The government will either have to underwrite further losses as VicForests brings itself into compliance with environmental standards, or it will decide to accelerate the transition out of native forest logging. The option of watering down the rules, which is what the federal and Tasmanian governments did in an earlier case, is less likely because, again, the issues relate more to good science and practice than to legalities, making a lowering of the bar more obvious and thus harder to defend.
This is not the first challenge to Australia’s ten RFAs. Green activist and former Senator Bob Brown challenged the Tasmanian RFA in 2006 in the Weilangta case. He won in the first instance but lost on appeal. The Possum Case seems to have prompted him to try again: Brown has already commenced a fresh challenge to the Tasmanian RFA.
The main implication of the Possum Case may be that the days of RFAs are numbered.
A fresh approach
In one respect the end of RFAs would be unfortunate, as the underlying model of regional environmental assessments and approvals is a good one.
In another respect, if RFAs simply provide cover for defensive box ticking and green-washing rather than substantive conservation (something I discussed in an early blog), this would be no great loss.
RFAs provided a mechanism to settle the ‘forest wars’ of the 1990s. So, if RFAs are rendered inoperable by court challenges, will it be back to the forest wars?
Or do we now have a much better appreciation of the many values that our native forests provide; values that include a whole range of ecosystem services beyond timber production, such as carbon sequestration, water yield, habitat provisioning and recreational amenity? Heather Keith and her colleagues reached this conclusion in an important article published in Nature in 2017.
Sometimes we need a jolt to the system to get us thinking differently.

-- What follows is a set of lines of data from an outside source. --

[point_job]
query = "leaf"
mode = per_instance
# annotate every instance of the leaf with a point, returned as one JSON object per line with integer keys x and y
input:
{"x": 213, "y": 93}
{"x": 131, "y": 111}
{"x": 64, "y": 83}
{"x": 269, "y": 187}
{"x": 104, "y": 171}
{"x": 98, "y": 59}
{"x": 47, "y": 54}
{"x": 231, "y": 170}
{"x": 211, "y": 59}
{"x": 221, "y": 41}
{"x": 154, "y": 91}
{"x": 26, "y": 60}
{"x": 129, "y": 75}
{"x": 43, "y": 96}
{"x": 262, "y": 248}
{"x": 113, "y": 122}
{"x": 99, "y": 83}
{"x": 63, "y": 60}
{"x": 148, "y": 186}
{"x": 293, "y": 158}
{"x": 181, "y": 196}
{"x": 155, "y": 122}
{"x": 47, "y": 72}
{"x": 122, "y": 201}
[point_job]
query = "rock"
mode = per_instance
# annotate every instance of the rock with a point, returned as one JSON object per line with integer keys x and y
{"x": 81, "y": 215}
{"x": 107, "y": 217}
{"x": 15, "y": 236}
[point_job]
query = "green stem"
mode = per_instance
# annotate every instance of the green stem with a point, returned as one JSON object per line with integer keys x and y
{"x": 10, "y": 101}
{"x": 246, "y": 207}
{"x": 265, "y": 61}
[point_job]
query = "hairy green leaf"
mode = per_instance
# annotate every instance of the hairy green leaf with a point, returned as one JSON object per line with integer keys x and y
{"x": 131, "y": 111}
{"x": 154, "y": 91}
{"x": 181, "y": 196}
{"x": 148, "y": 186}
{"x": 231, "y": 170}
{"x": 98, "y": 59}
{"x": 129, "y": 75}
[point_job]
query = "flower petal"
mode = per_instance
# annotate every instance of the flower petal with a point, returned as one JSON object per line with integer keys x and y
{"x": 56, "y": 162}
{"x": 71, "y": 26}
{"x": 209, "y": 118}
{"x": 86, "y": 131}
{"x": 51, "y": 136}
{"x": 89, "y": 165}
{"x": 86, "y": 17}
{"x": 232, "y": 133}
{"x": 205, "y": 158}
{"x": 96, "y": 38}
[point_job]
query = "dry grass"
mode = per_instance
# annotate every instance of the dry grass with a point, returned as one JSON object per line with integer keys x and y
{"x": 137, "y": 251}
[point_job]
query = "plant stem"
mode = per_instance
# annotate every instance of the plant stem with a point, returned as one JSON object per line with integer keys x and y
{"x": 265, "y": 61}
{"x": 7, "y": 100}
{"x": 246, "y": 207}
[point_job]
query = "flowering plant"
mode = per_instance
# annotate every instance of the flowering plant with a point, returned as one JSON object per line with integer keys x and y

Image: This possum is stuffed: George is a taxidermied male Leadbeater’s Possum (Gymnobelideus leadbeateri) that Friends of Leadbeater’s Possum uses for its educational work relating to this threatened species. George was found dead but intact on the side of a logging road in 2011 in the Victorian Central Highlands. It is assumed that George’s home in the mountain ash (Eucalyptus Regnans) forests was a victim of logging, and as his home was being carted away he fell off the logging truck. (Image by Tirin (www.takver.com) and used under the Creative Commons Attribution-Share Alike 3.0 Unported license.)